Kendari – Aliansi Suara Rakyat (ASR) Sulawesi Tenggara belakangan menuai tanda tanya besar. Sebelumnya, ASR tampil lantang menyoroti aktivitas tambang nikel di Pulau Kabaena, yang dinilai sarat pelanggaran hukum. Mereka bahkan menuding PT Tonia Mitra Sejahtera (PT TMS) menambang di luar izin, hingga merusak lingkungan dan merugikan masyarakat. Minggu, 14 September 2025.
Puncaknya, nama Wakil Ketua DPR RI, Sufmi Dasco Ahmad, terseret dalam aksi unjuk rasa. Dugaan keterlibatan Dasco bukan sekadar isu liar, sebab tertulis jelas dalam selebaran resmi yang dibagikan massa di Kendari. Dalam selebaran itu, masyarakat mendesak Presiden RI untuk menegur langsung Wakil Ketua DPR RI yang dituding membekingi tambang perusak lingkungan di Kabaena.
Koordinator ASR kala itu menegaskan, keterlibatan “orang besar” dalam kasus PT TMS bukan sekadar rumor. Mereka bahkan berencana melayangkan surat resmi ke DPP Partai Gerindra untuk meminta klarifikasi terkait nama Dasco yang mencuat. Desakan keras itu mempertegas keresahan publik, sekaligus membuka ruang spekulasi tentang campur tangan elite politik dalam bisnis tambang nikel.

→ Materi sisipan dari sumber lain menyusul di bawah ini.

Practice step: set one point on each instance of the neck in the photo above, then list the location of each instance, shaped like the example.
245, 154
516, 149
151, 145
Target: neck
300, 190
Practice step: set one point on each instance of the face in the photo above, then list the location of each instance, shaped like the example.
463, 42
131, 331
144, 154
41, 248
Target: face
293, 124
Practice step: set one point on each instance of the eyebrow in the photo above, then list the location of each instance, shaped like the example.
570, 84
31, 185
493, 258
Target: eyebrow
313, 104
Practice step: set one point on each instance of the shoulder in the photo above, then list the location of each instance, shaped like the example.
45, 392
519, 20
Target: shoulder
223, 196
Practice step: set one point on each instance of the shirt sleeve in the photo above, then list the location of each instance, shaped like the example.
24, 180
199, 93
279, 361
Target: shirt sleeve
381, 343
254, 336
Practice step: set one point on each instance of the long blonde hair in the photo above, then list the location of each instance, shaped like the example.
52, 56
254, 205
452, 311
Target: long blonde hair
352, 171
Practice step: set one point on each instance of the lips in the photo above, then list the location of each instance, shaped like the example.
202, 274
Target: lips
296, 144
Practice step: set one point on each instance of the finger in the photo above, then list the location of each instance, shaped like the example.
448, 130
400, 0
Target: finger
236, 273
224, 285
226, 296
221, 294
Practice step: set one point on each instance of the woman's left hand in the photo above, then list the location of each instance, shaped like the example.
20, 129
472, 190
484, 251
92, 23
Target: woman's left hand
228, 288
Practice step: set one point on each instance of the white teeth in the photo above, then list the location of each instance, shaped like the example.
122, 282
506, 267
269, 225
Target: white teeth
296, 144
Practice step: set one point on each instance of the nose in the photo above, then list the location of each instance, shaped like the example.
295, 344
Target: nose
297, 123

Namun, situasi berbalik cepat. Hanya dalam hitungan hari, ASR mendadak melunak. Melalui La Ode Hidayat, mereka menegaskan bahwa penyebutan nama Dasco hanyalah bentuk ulasan umum tentang dinamika tambang ilegal. Ia bahkan menyebut nama Dasco “dipelintir” dan terlalu dilebih-lebihkan oleh pemberitaan.
Perubahan sikap ini justru memunculkan pertanyaan baru: apa yang sebenarnya terjadi dengan ASR? Mengapa narasi yang sebelumnya begitu keras dan penuh desakan, kini tiba-tiba ditarik mundur? Apakah memang terjadi salah tafsir, atau ada tekanan politik yang membuat mereka memilih jalan klarifikasi lunak?
Hingga kini, dugaan keterlibatan Dasco Ahmad dalam kasus PT TMS belum terkonfirmasi. Namun tarik-ulur pernyataan ASR justru memperkuat spekulasi publik: benarkah hanya salah ucap, atau ada kekuatan besar di balik perubahan sikap ini?